Trying to prevent the guest from squashing a spurious fault is a fools
errand.   For example, with nested virtualization, the correct behavior
from an architectural perspective is to forward exceptions from L2 (the
nested VM) to L1 (the direct VM) that L1 wants to intercept.  E.g. if L1
wants to intercept #AC faults that happen in L2, then KVM reflects all #AC
faults into L1 as VM-Exits without ever reaching this code.

Nested virt aside, detecting spurious #AC and a few other exceptions is
mostly feasible, but for many exceptions it's flat out impossible.
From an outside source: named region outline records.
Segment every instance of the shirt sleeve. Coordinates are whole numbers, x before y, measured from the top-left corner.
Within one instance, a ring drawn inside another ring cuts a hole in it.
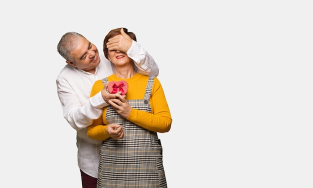
[[[127,55],[134,62],[136,71],[146,76],[158,75],[158,66],[154,58],[136,41],[132,40]]]
[[[90,126],[93,120],[102,114],[104,104],[92,104],[93,102],[99,101],[98,95],[92,97],[82,106],[78,95],[67,82],[57,80],[56,86],[63,116],[75,130],[79,130]]]
[[[172,119],[162,86],[156,78],[150,100],[151,113],[132,108],[127,119],[148,130],[158,132],[170,129]]]

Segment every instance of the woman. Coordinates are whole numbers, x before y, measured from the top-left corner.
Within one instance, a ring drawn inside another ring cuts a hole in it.
[[[91,138],[104,140],[97,188],[166,188],[157,132],[170,130],[170,109],[156,77],[136,72],[134,60],[126,54],[106,48],[108,39],[120,34],[121,30],[136,41],[135,34],[125,28],[108,32],[104,52],[113,64],[114,74],[96,81],[91,92],[93,96],[110,82],[124,80],[128,84],[126,93],[109,101],[110,105],[87,130]]]

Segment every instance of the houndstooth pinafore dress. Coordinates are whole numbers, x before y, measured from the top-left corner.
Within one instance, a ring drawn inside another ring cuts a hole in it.
[[[134,108],[151,112],[149,99],[154,78],[150,76],[144,98],[128,100]],[[104,85],[107,78],[102,82]],[[125,134],[121,140],[110,138],[101,146],[97,188],[167,188],[156,132],[122,118],[110,106],[106,119],[108,124],[122,125]]]

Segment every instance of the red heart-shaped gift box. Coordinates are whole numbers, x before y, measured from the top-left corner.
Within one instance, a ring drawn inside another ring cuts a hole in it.
[[[110,94],[116,94],[118,92],[122,92],[120,94],[122,96],[125,94],[128,90],[128,84],[125,80],[112,81],[108,82],[108,88]]]

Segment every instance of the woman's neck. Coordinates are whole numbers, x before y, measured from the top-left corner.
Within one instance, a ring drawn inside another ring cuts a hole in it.
[[[134,76],[136,74],[136,72],[134,67],[122,66],[116,67],[114,74],[118,77],[123,79],[128,79]]]

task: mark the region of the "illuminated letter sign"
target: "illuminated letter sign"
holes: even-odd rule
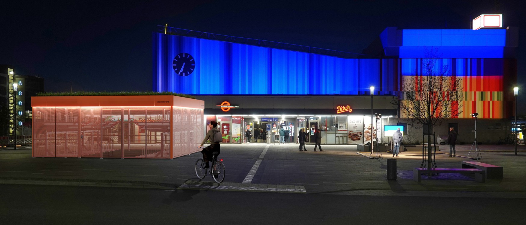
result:
[[[337,110],[336,111],[336,113],[341,113],[342,112],[345,112],[347,111],[349,111],[349,112],[352,112],[352,109],[351,109],[351,106],[349,106],[349,105],[347,105],[347,106],[339,106],[337,108]]]
[[[221,107],[221,110],[223,112],[228,112],[230,108],[239,108],[239,105],[230,105],[230,102],[226,101],[221,103],[220,105],[217,105],[217,106]]]
[[[473,19],[473,28],[478,30],[485,27],[502,27],[502,14],[482,14]]]

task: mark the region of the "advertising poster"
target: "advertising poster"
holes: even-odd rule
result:
[[[338,123],[338,131],[345,131],[347,130],[347,127],[345,125],[345,123],[340,122]]]
[[[363,116],[363,144],[370,143],[371,140],[376,142],[376,126],[371,124],[371,116]]]
[[[241,137],[241,124],[239,123],[232,124],[232,140],[235,143],[240,143]]]
[[[347,132],[347,141],[349,144],[363,143],[363,117],[362,116],[349,116],[348,119],[349,131]]]
[[[223,143],[228,143],[230,142],[230,124],[224,123],[221,124],[221,133],[223,136]]]

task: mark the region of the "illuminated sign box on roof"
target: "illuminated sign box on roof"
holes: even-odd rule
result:
[[[482,14],[473,19],[473,29],[502,27],[502,14]]]

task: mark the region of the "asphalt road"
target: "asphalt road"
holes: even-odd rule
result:
[[[2,185],[0,224],[523,224],[524,199]]]

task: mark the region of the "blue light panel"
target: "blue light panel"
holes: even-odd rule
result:
[[[155,91],[189,94],[359,94],[375,86],[392,93],[396,59],[343,59],[248,45],[154,33]],[[191,55],[189,76],[174,57]],[[384,68],[381,70],[381,63]],[[393,72],[394,71],[395,72]],[[381,87],[380,84],[381,83]]]

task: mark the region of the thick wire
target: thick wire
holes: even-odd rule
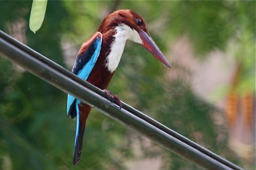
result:
[[[51,68],[61,73],[63,76],[66,77],[68,78],[69,79],[72,80],[77,83],[80,84],[83,87],[90,89],[90,90],[93,91],[94,92],[97,93],[97,94],[99,95],[100,96],[105,98],[105,99],[108,99],[108,96],[106,95],[105,94],[104,92],[103,92],[101,89],[97,88],[95,86],[94,86],[90,84],[90,83],[85,82],[79,78],[78,78],[77,76],[74,75],[74,74],[72,74],[70,71],[68,71],[66,70],[65,68],[62,67],[62,66],[60,66],[59,65],[58,65],[57,64],[52,62],[51,60],[48,59],[48,58],[45,57],[42,55],[40,55],[39,53],[33,51],[33,50],[31,49],[30,48],[28,47],[28,46],[26,46],[25,45],[21,43],[20,42],[18,42],[15,39],[11,37],[10,36],[8,36],[7,34],[5,34],[3,32],[0,31],[0,39],[1,40],[5,41],[5,44],[6,45],[9,45],[9,47],[11,47],[12,48],[13,48],[13,52],[17,51],[17,50],[20,50],[23,52],[25,52],[27,53],[28,55],[30,56],[30,57],[33,57],[34,59],[37,60],[38,61],[46,64],[48,65],[49,67],[51,67]],[[0,43],[0,45],[3,45],[3,43]],[[15,47],[15,48],[14,48]],[[8,57],[8,52],[5,51],[4,48],[2,48],[3,50],[0,50],[0,52],[2,51],[3,53],[7,55],[7,57]],[[1,50],[1,49],[0,49]],[[9,56],[11,56],[11,54]],[[22,58],[22,56],[20,56],[20,58]],[[15,62],[16,63],[17,63],[18,64],[20,64],[19,63],[18,61],[17,62],[17,61],[15,61],[13,60],[13,59],[10,58],[12,61]],[[26,66],[25,66],[26,68]],[[29,68],[28,69],[29,70]],[[33,74],[36,75],[37,76],[38,76],[38,75],[37,75],[36,73],[33,72],[33,71],[31,71],[31,70],[30,70],[31,72],[32,72]],[[48,81],[49,81],[49,80]],[[52,84],[52,83],[51,83]],[[55,85],[54,84],[53,84]],[[61,89],[61,90],[66,91],[65,89],[63,89],[63,88],[57,87]],[[72,92],[71,92],[72,93]],[[195,143],[193,142],[193,141],[188,139],[188,138],[181,135],[179,133],[177,133],[176,132],[168,128],[166,126],[162,125],[161,124],[158,123],[158,122],[156,121],[155,120],[152,119],[152,118],[150,117],[149,116],[147,116],[147,115],[145,115],[143,113],[135,109],[133,107],[131,107],[130,106],[122,103],[122,105],[123,107],[122,110],[125,110],[127,112],[131,113],[134,116],[143,120],[144,121],[145,121],[146,123],[150,124],[151,125],[153,126],[154,127],[158,128],[159,130],[162,131],[162,132],[164,132],[169,135],[172,136],[172,137],[174,137],[175,138],[179,140],[179,141],[180,141],[181,142],[182,142],[189,146],[192,147],[193,149],[199,151],[200,152],[203,153],[203,154],[205,154],[205,155],[210,157],[211,159],[214,159],[215,161],[223,164],[223,165],[226,166],[227,167],[228,167],[230,168],[234,169],[242,169],[242,168],[240,167],[233,164],[232,163],[230,162],[230,161],[227,161],[227,160],[223,158],[222,157],[219,156],[219,155],[212,153],[212,152],[206,149],[205,148],[200,146],[200,145],[198,144],[197,143]],[[111,115],[110,115],[111,116]],[[179,154],[180,155],[180,154]],[[182,156],[182,155],[181,155]],[[183,156],[184,157],[184,156]],[[187,159],[187,158],[186,158]],[[201,166],[202,165],[202,164],[201,165]],[[225,169],[225,168],[224,168]]]

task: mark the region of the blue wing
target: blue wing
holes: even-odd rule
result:
[[[72,71],[73,73],[83,80],[87,79],[99,57],[102,41],[101,33],[97,32],[83,44],[76,56]],[[70,115],[71,118],[75,117],[78,113],[75,105],[80,102],[71,95],[68,94],[67,111],[68,115]]]

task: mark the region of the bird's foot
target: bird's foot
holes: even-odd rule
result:
[[[110,91],[109,91],[106,89],[103,90],[103,91],[104,91],[106,94],[106,95],[108,95],[109,100],[111,102],[111,103],[113,102],[114,101],[116,101],[119,106],[119,109],[121,109],[122,108],[122,102],[120,100],[117,95],[112,94],[112,93]]]

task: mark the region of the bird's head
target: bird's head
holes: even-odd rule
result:
[[[158,60],[172,67],[150,36],[146,22],[136,12],[130,10],[120,10],[110,14],[102,21],[98,31],[103,34],[111,30],[119,32],[120,36],[126,39],[142,45]]]

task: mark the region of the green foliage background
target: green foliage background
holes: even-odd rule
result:
[[[7,25],[20,18],[28,22],[31,1],[1,4],[2,30],[8,32]],[[104,12],[130,9],[148,23],[162,22],[160,34],[149,29],[164,53],[184,34],[202,60],[215,49],[230,50],[227,44],[232,40],[231,50],[242,66],[237,90],[243,92],[255,88],[255,1],[48,1],[42,27],[36,34],[27,29],[26,36],[29,46],[65,66],[61,42],[68,40],[79,47],[96,31]],[[225,127],[216,126],[212,120],[212,114],[219,111],[197,96],[182,78],[166,79],[167,68],[151,55],[127,42],[109,89],[229,160],[255,167],[253,162],[240,160],[228,148]],[[136,132],[97,110],[90,116],[82,158],[74,167],[76,120],[67,117],[67,94],[30,73],[20,74],[3,58],[0,75],[0,169],[125,169],[127,160],[159,156],[162,169],[200,169],[155,143],[144,146]],[[203,137],[197,137],[197,132]],[[220,134],[225,137],[217,140]],[[132,150],[135,139],[141,141],[143,156],[139,158]]]

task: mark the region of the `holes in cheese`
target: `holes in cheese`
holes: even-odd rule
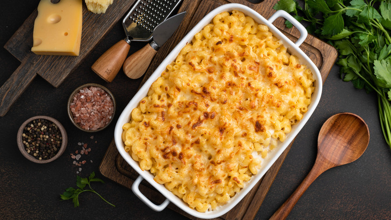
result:
[[[48,17],[48,22],[50,24],[57,24],[61,21],[61,16],[59,15],[52,15]]]
[[[33,46],[39,55],[79,55],[83,19],[82,0],[41,0],[34,23]]]

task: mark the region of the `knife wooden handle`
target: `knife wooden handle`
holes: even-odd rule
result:
[[[147,44],[128,57],[123,63],[123,71],[132,79],[140,78],[148,69],[157,51]]]
[[[102,54],[91,69],[106,82],[111,82],[121,69],[129,49],[130,45],[126,41],[120,40]]]

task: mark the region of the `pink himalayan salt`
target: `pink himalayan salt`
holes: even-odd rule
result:
[[[75,122],[87,130],[104,127],[114,114],[111,97],[103,89],[94,86],[80,89],[73,97],[70,107]]]

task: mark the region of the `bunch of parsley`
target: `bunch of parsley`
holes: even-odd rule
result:
[[[391,0],[304,0],[304,8],[280,0],[273,9],[307,22],[309,33],[336,48],[344,81],[377,93],[381,129],[391,147]]]
[[[73,187],[69,187],[67,188],[65,190],[65,191],[64,192],[63,194],[60,195],[61,199],[63,200],[72,199],[75,207],[78,207],[80,205],[79,203],[79,195],[80,194],[80,193],[84,192],[91,192],[98,195],[98,196],[99,196],[100,198],[103,199],[104,201],[110,205],[115,207],[115,205],[109,202],[108,201],[102,197],[102,196],[100,195],[99,193],[97,193],[95,190],[92,189],[92,188],[91,187],[91,183],[92,182],[100,182],[101,183],[104,183],[103,180],[99,179],[99,178],[95,177],[95,172],[91,173],[91,174],[90,174],[90,176],[88,177],[88,179],[87,178],[81,178],[80,176],[77,176],[76,177],[76,185],[78,187],[79,187],[79,188],[75,189]],[[84,187],[87,185],[88,185],[88,187],[90,188],[90,189],[84,189]]]

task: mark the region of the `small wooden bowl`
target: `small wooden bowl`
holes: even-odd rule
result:
[[[114,112],[113,112],[113,115],[111,116],[111,119],[110,120],[110,122],[109,122],[109,123],[105,126],[100,128],[99,129],[98,129],[96,130],[86,130],[80,127],[80,126],[75,121],[75,119],[74,119],[73,118],[73,115],[72,115],[72,113],[71,111],[71,108],[70,107],[71,104],[72,103],[72,101],[73,101],[73,97],[74,96],[75,96],[75,95],[76,95],[77,93],[79,92],[80,89],[83,88],[89,87],[91,86],[97,87],[101,88],[102,89],[103,89],[111,98],[111,100],[113,101],[113,106],[114,107],[114,109],[113,109]],[[68,116],[69,117],[69,119],[71,120],[71,121],[72,122],[72,124],[73,124],[75,125],[75,126],[76,127],[76,128],[78,128],[79,129],[82,131],[87,132],[99,132],[99,131],[102,131],[102,130],[105,129],[108,126],[109,126],[109,125],[110,125],[110,124],[111,124],[111,122],[112,122],[113,120],[114,119],[114,115],[115,115],[116,103],[115,103],[115,99],[114,99],[113,93],[112,93],[111,92],[110,92],[110,90],[109,90],[109,89],[108,89],[106,87],[102,85],[99,85],[99,84],[87,83],[79,86],[73,91],[72,94],[71,94],[71,95],[69,96],[69,98],[68,99],[68,104],[67,105],[67,107],[68,108],[67,109]]]
[[[31,155],[26,150],[26,147],[23,144],[23,141],[22,140],[22,135],[24,133],[24,129],[28,124],[33,122],[34,120],[38,119],[46,119],[51,122],[55,124],[59,128],[60,131],[61,132],[61,137],[62,137],[62,141],[61,142],[61,146],[60,147],[57,153],[52,158],[48,159],[39,160],[33,156]],[[60,157],[61,155],[63,154],[65,151],[65,149],[67,148],[67,145],[68,144],[68,136],[67,135],[67,132],[65,131],[65,129],[64,126],[58,121],[54,119],[52,117],[44,116],[35,116],[26,120],[23,124],[22,124],[19,130],[18,131],[18,135],[17,138],[17,142],[18,143],[18,147],[19,148],[19,150],[22,153],[22,154],[25,156],[26,158],[28,159],[31,161],[33,161],[37,163],[47,163],[52,162],[56,159]]]

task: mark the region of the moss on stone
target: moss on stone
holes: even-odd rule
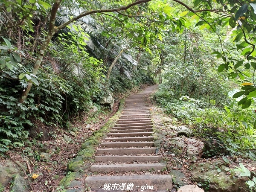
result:
[[[68,187],[71,183],[75,180],[76,173],[71,173],[63,178],[60,182],[59,185],[63,186],[65,188]]]

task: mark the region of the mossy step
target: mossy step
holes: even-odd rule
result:
[[[165,167],[166,167],[166,166],[163,163],[123,163],[112,165],[95,165],[91,166],[90,170],[92,172],[125,172],[150,169],[161,171]]]
[[[134,127],[114,127],[113,129],[124,130],[124,129],[148,129],[153,128],[153,125],[136,126]]]
[[[111,131],[111,133],[133,133],[135,132],[148,132],[152,131],[152,128],[150,129],[124,129],[115,130]]]
[[[102,154],[109,153],[112,154],[133,155],[138,154],[155,154],[157,148],[147,147],[143,148],[108,148],[98,149],[97,154]]]
[[[110,133],[108,134],[109,137],[123,137],[149,136],[154,132],[135,132],[133,133]]]
[[[95,156],[94,160],[98,162],[147,162],[157,161],[162,158],[160,156],[143,155],[99,155]]]
[[[108,148],[128,148],[128,147],[153,147],[154,142],[108,142],[102,143],[100,144],[102,147]]]
[[[145,123],[125,123],[123,122],[119,122],[118,124],[115,125],[115,127],[134,127],[137,126],[151,125],[153,122],[148,122]]]
[[[154,137],[108,137],[104,139],[105,141],[152,141]]]

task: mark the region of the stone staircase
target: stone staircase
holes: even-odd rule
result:
[[[161,171],[166,167],[165,164],[158,163],[161,157],[154,147],[150,111],[143,99],[155,88],[148,87],[126,100],[119,119],[97,151],[92,172]],[[166,192],[172,188],[169,175],[91,176],[86,177],[85,183],[95,192]]]

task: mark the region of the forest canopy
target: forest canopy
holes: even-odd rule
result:
[[[256,158],[254,0],[3,0],[0,11],[2,151],[23,146],[28,128],[68,128],[106,96],[158,83],[167,113]]]

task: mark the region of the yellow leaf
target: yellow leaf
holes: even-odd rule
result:
[[[38,177],[39,176],[39,175],[37,175],[37,174],[35,174],[35,173],[33,174],[33,175],[32,175],[31,176],[31,177],[34,179],[36,179],[37,177]]]
[[[246,83],[242,83],[242,84],[241,84],[241,85],[244,86],[245,86],[245,85],[252,85],[252,84],[253,84],[253,83],[248,83],[248,82],[246,82]]]

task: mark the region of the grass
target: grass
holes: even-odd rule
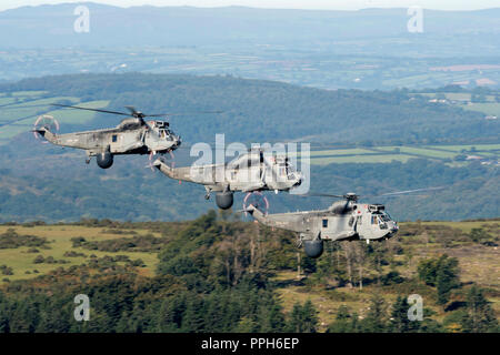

Anyways, this particular case isn't a sticking point, i.e. I'd be ok with
exiting to userspace on a spurious #AC, I just don't see the value in doing
so.  Returning KVM_EXIT_EXCEPTION doesn't necessarily equate to throwing up
a red flag, e.g. from a kernel perspective you'd still be relying on the
userspace VMM to report the error in a sane manner.  I think at one point
Xiaoyao had a WARN_ON for a spurious #AC, but it was removed because the
odds of a false positive due to some funky corner case seemed higher than
detecting a CPU bug.

> TBH, the more I learn about this, the more I tend to just give up on
> this whole split lock stuff in its current form and wait until HW folks
> provide something which is actually usable:
> 
>    - Per thread
>    - Properly distinguishable from a regular #AC via error code
> 
> OTOH, that means I won't be able to use it before retirement. Oh well.
> 
> Thanks,
> 
>         tglx